Cependant, le gouvernement PJD est en fait pris entre le marteau et l’enclume : d’un côté, il cherche à rassurer la base sociale du mouvement, essentiellement de composition religieuse, et, au-delà, les salafistes, en essayant d’adopter des mesures politiques qui entrent en résonance avec son histoire, son identité construite sur la référence à l’islam et à ses valeurs, sans empiéter sur les domaines réservés de Mohammed VI, et, de l’autre, il tend à séculariser son discours en adoptant, qui plus est, des mesures potentiellement impopulaires (augmentation du prix de l’essence qui pèse sur le pouvoir d’achat de la classe moyenne, fin de la gratuité systématique lors de l’inscription à l’université, rejet de la proposition d’instaurer un impôt sur le fortune, etc.) pour gagner à lui une partie de la population, moins conservatrice et/ou plus libérale, au risque de mécontenter justement sa base. Le PJD a surtout peur de se banaliser et de devenir, dans la durée, un parti comme les autres.

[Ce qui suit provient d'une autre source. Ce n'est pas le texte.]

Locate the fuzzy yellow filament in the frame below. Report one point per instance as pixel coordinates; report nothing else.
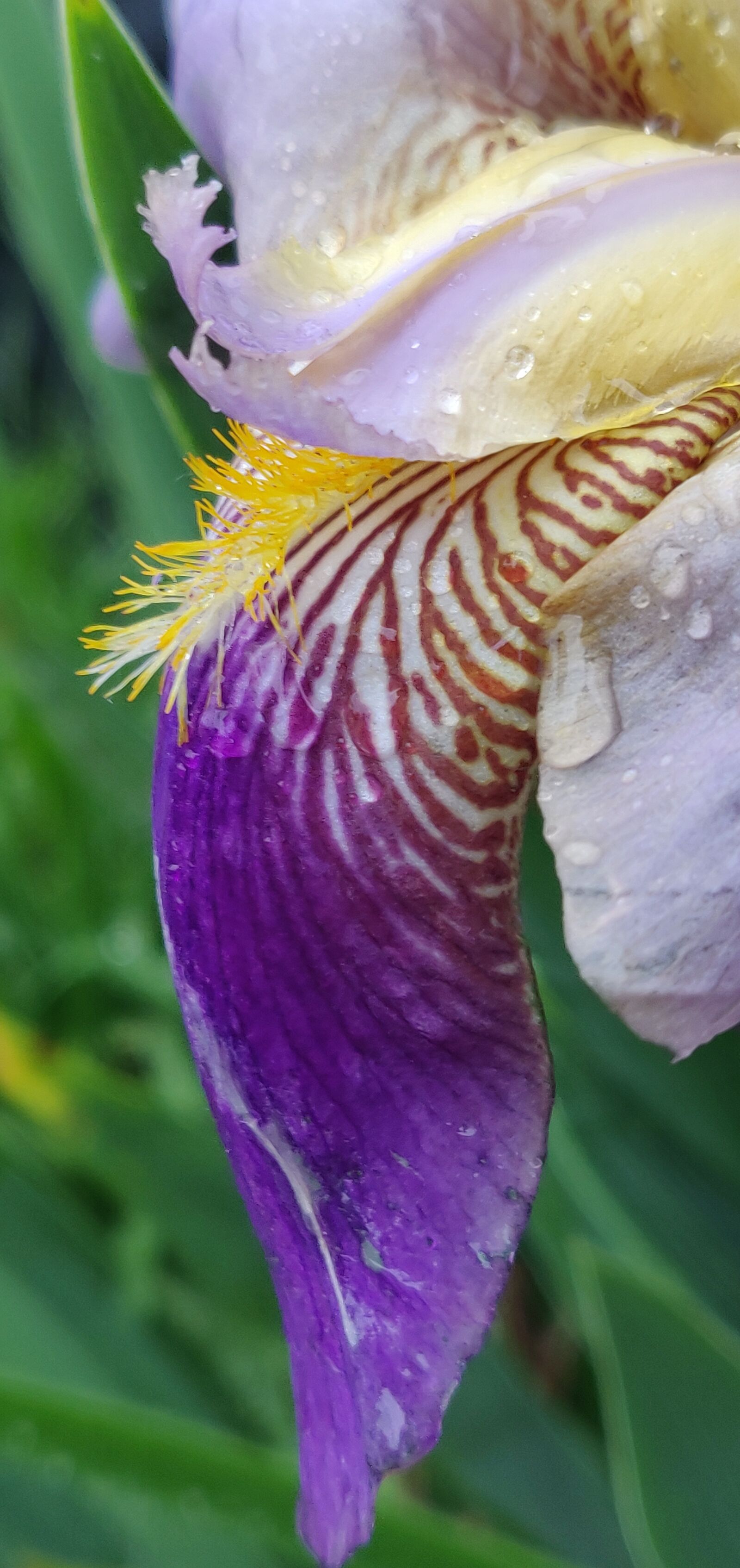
(259, 498)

Or, récemment, la tentative de réforme de l’audiovisuel initiée par le ministre de la communication, Mustafa Al-Khalfi, qui cherchait notamment à faire interdire la publicité des jeux de hasard à la TV publique, a échoué, devant la levée de boucliers de patrons de chaîne, de certains membres du gouvernement et les réticences du roi lui-même.

Conclusion

C’est pourquoi, deux scénarios, absolument pas exclusifs l’un l’autre, peuvent se dessiner pour le PJD : d’une part, devant les échecs répétés à mener des réformes identitaires et/ou religieuses, il court le risque de dissensions internes et de conflits pouvant allant jusqu’à l’éclatement du parti, et d’autre part, l’adoption de mesures impopulaires, sous la pression de la conjoncture nationale et/ou mondiale, et parfois aussi, du roi en personne, peut laisser apparaître, au grand jour, les limites de l’autonomie politique réelle des islamistes dans l’exercice de leurs prérogatives et au fond, le jeu de dupes auquel ils se sont adonnés avec la monarchie.

Haoues Seniguer

Titulaire d’une licence, d’une maîtrise et d’un Diplôme d’Études Approfondies en Histoire de la philosophie et langages de l’université Grenoble II, d’un Master de science politique et docteur en science politique de l’université Lumière Lyon II, Institut d’Études Politiques de Lyon, Groupe de Recherches et d’Études sur la Méditerranée et le Moyen-Orient (GREMMO), UMR 5291, CNRS Lyon. Actuellement ATER de science politique à Sciences Po Lyon et chercheur associé au GREMMO

[1Il s’agit d’un mouvement social national qui cristallise l’opposition au régime marocain. Il est né le 20 février 2011, à l’initiative de jeunes blogueurs et d’autres acteurs de la société civile. Ses rangs se sont étoffés, au fur et à mesure, au point d’être constitué de toutes sortes d’agents sociaux parmi lesquels : des militants du PSU (Parti Socialiste Unifié), de la Voie démocratique (parti d’extrême gauche), de syndicalistes, d’islamistes et de non affiliés

[2« Hausse du chômage au Maroc accompagnée d’un recul du sous emploi », La Vie Éco, 3 mai 2012.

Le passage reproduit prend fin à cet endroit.